Aggregate the results at the end.

numCPU := runtime.NumCPU()
for i := 0; i < numCPU; i++ {
    workerWg.Add(1)
    go Worker(i, jobs, results, &workerWg)
}

Each worker handled a chunk of data and sent its results back through a channel. This meant I could fully utilize my CPU cores instead of waiting around for I/O.

3. Custom Hash Table for Fast Lookups#

Instead of using Go’s built-in map[string]Stats, I wrote a custom hash table using open addressing with linear probing. This reduced memory overhead and improved lookup speed when updating station statistics.

capacity := nextPowerOfTwo(expectedStations)
m.keys = make([]string, capacity)
m.values = make([]StationStats, capacity)
m.occupied = make([]bool, capacity)

Every lookup or insert happened in constant time.

4. Zero-Allocation String Parsing#

Go’s default string parsing methods allocate memory like there’s no tomorrow. Instead of using strings.Split, I manually found the separator and used unsafe string conversions to avoid unnecessary allocations.

sepIdx := bytes.IndexByte(line, ';')
station := UnsafeString(line[:sepIdx])
measurement, err := ParseFloat(line[sepIdx+1:])

No extra allocations. No garbage collection overhead.

V1 Results: Getting Closer#

After these optimizations, I got the processing time down to about 14.79 seconds for a billion rows. Not bad, but I knew we could do better.

V2: Breaking the Speed Barrier#

The journey to sub-4-second processing required even more aggressive optimizations:

1. Integer-Based Temperature Storage#

Instead of using floats, we store temperatures as int16 with an implied decimal point.
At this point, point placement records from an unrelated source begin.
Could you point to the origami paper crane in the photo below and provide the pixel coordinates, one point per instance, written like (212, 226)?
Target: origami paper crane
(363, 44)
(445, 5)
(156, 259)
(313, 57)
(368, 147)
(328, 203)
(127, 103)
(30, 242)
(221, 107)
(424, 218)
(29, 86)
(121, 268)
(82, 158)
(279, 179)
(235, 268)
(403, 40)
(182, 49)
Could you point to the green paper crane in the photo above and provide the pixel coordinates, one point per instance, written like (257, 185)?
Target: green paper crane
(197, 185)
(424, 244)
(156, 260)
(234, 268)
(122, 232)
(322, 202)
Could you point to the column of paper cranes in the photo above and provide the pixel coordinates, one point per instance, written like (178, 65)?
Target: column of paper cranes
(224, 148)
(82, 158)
This not only saves memory but also makes calculations much faster.

2. Fixed-Size Buffers#

We pre-allocate fixed-size buffers for station names, eliminating dynamic allocations during processing:

type stationName struct {
    hashVal uint32
    byteLen int
    name    [MaxLineLength]byte
}

3. Larger Batch Sizes#

We increased the batch size to 256MB, which significantly improved I/O throughput:

const BatchSizeBytes = 256 * 1024 * 1024 // 256 MB

4. Branchless Temperature Parsing#

We rewrote the temperature parsing to be as branchless as possible, making it more CPU-cache friendly.

5. Lock-Free Processing#

By carefully designing our data structures, we eliminated the need for locks in our parallel processing pipeline.
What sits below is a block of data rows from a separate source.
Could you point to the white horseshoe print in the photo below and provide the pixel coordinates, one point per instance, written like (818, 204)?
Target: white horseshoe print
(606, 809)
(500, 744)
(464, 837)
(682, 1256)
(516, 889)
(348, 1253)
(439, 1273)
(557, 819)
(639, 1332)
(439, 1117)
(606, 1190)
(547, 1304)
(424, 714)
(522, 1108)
The Final Results: Breaking Records#

The V2 implementation achieved something remarkable:

=== Benchmark Summary ===
Total Processing Time: 3.35 seconds
Throughput: 298.16 million rows/second
Memory Used: 516.91 MB
Number of CPUs: 10
Batch Size: 256 MB
=====================

3.35 seconds for a billion rows. That’s a 77% improvement over V1!

Lessons Learned#

Memory efficiency is king. Fixed-size buffers and integer math made a huge difference.
Batch size matters. Larger batches meant better I/O throughput.
Avoid branches. CPU branch prediction is expensive; eliminate branches where possible.
Know your hardware. Understanding CPU cache lines and memory alignment paid off.
Sometimes unsafe is necessary. Strategic use of unsafe operations can yield significant performance gains.
Measure, don’t guess. Every optimization was validated with benchmarks.

The journey from 14.79 seconds to 3.35 seconds shows that there’s always room for optimization when you’re willing to dig deep enough into the problem. It’s not just about writing faster code—it’s about understanding the entire stack, from the hardware up.